Tindakan berpegang teguh kepada Tuhan ini sangat bergantung pada kekuatan Tuhan. Kekuatan dari Tuhanlah yang membantu kita untuk bertahan. Namun di pihak kita, kita harus memiliki tekad untuk bertahan, yakni bertahan sampai penghabisan.

Kiranya iman Anda adalah iman yang benar dan total!
Saudara, saya harap Anda mengerti apa arti iman yang menyelamatkan itu. Saya harap tidak ada orang yang akan terhilang pada Hari itu. Jika Anda memiliki iman yang sebatas pada pengakuan di mulut saja, maka itu akan menjadi tragedi terbesar Anda. Atau mungkin Anda memiliki iman yang benar, akan tetapi tidak utuh. Iman yang bukan komitmen total. Artinya, Anda memang berpegang pada Tuhan untuk jangka waktu sesaat, namun disaat keadaan mulai sukar, Anda berpaling, Anda murtad. Anda kurang memiliki komitmen total, yakni tekad untuk bertahan sampai penghabisan, untuk bertahan dengan kasih karunia Allah, bergantung kepada kekuatanNya. Anda boleh berkata, "Aku sangat lemah, aku tidak bisa melakukannya sendirian." Namun kita lihat di dalam Kitab Suci, di sana dikatakan, "TUHAN membantu dia di ranjangnya waktu sakit" [Maz 41:4]. Sang pemazmur tidak dapat bertahan dengan kekuatannya sendiri, akan tetapi dia bisa bertahan dengan kekuatan Allah. Jadi, mari kita miliki iman yang semacam ini, yaitu komitmen total ini. Dengan demikian, kita akan mengetahui apa artinya dilahirkan kembali.

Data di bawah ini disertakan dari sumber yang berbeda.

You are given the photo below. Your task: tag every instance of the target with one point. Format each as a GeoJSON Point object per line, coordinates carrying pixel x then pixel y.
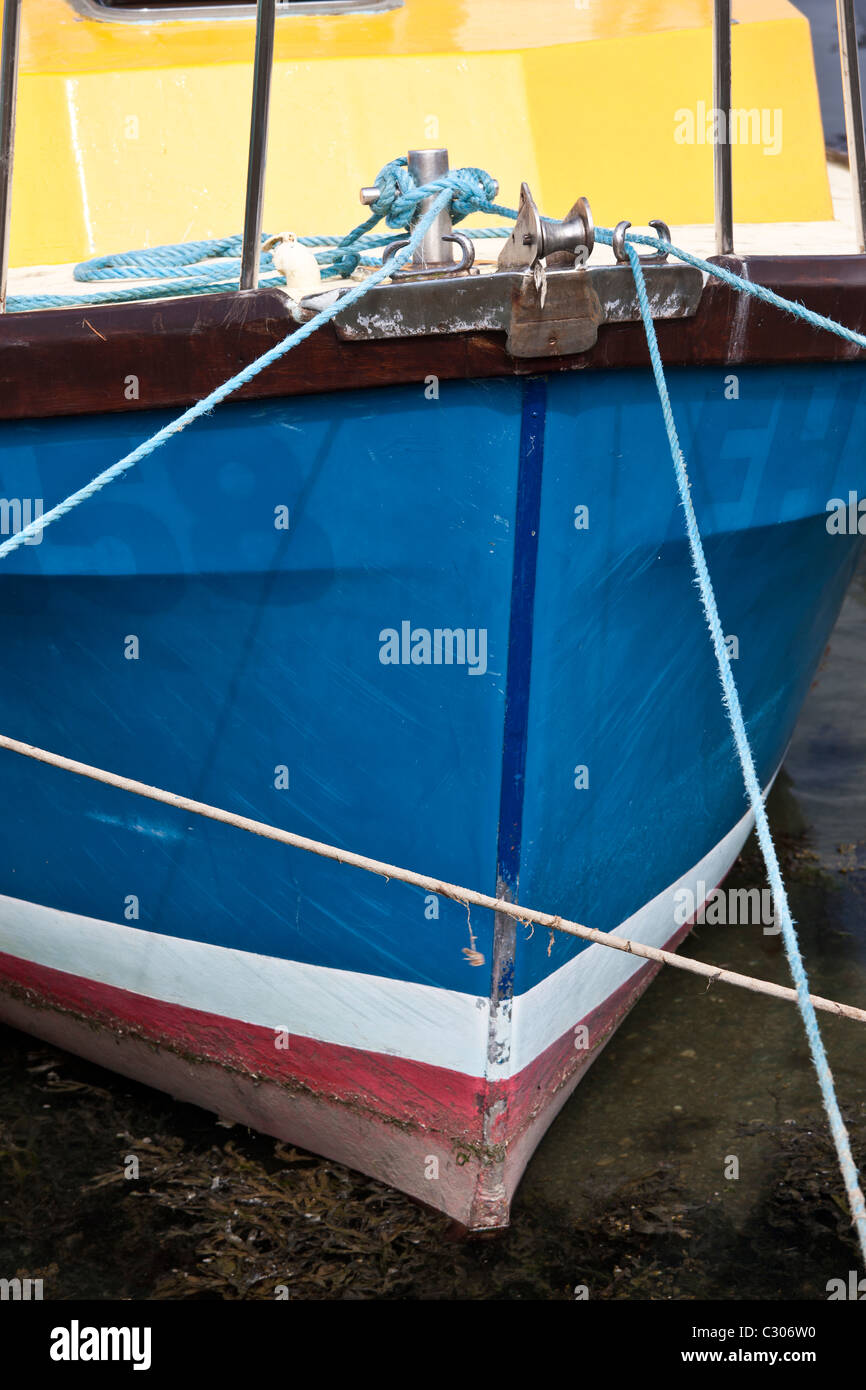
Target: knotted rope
{"type": "Point", "coordinates": [211, 266]}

Saya juga berdoa kiranya akan banyak orang yang menjadi para raksasa iman. Anda akan menang bersama Allah, Seperti Yakub, yang memiliki kehidupan yang berkemenangan. Jika Anda mau berpegang teguh kepada Allah, dan tidak mau berpaling, dengan kasih karunia Allah, maka Anda akan kagum melihat apa yang dikerjakan oleh Allah melalui Anda. Pada awalnya, seolah-olah Dia berkata, "Tidak," kepada Anda, namun jika Anda berpegang teguh, pada akhirnya, Dia akan menganugerahi Anda segala-galanya. Orang semacam inilah yang menyenangkan hatiNya.
Rahasia menjadi raksasa rohani sangatlah sederhana. Yang sulit adalah menjalankannya. Rahasia itu sangat sederhana. Jika Anda bisa berpegang teguh kepada Allah di dalam segala hal, di dalam setiap persoalan kehidupan Anda - dan Anda bertahan di dalam ketaatan penuh kepadaNya, berpegang pada Dia - saya beritahu Anda, sungguh ajaib hal yang akan Allah kerjakan melalui Anda, Anda bahkan tidak bisa membayangkannya.
Saya berpegang teguh kepada Allah dengan kasih karuniaNya, dan saya yakin bahwa Allah akan mengerjakan perkara yang ajaib di zaman ini. Saya sendiri sudah pernah melihat banyak perkara ajaib. Saya masih akan melihat banyak lagi perkara ajaib, seiring dengan kita berpegang teguh kepadaNya.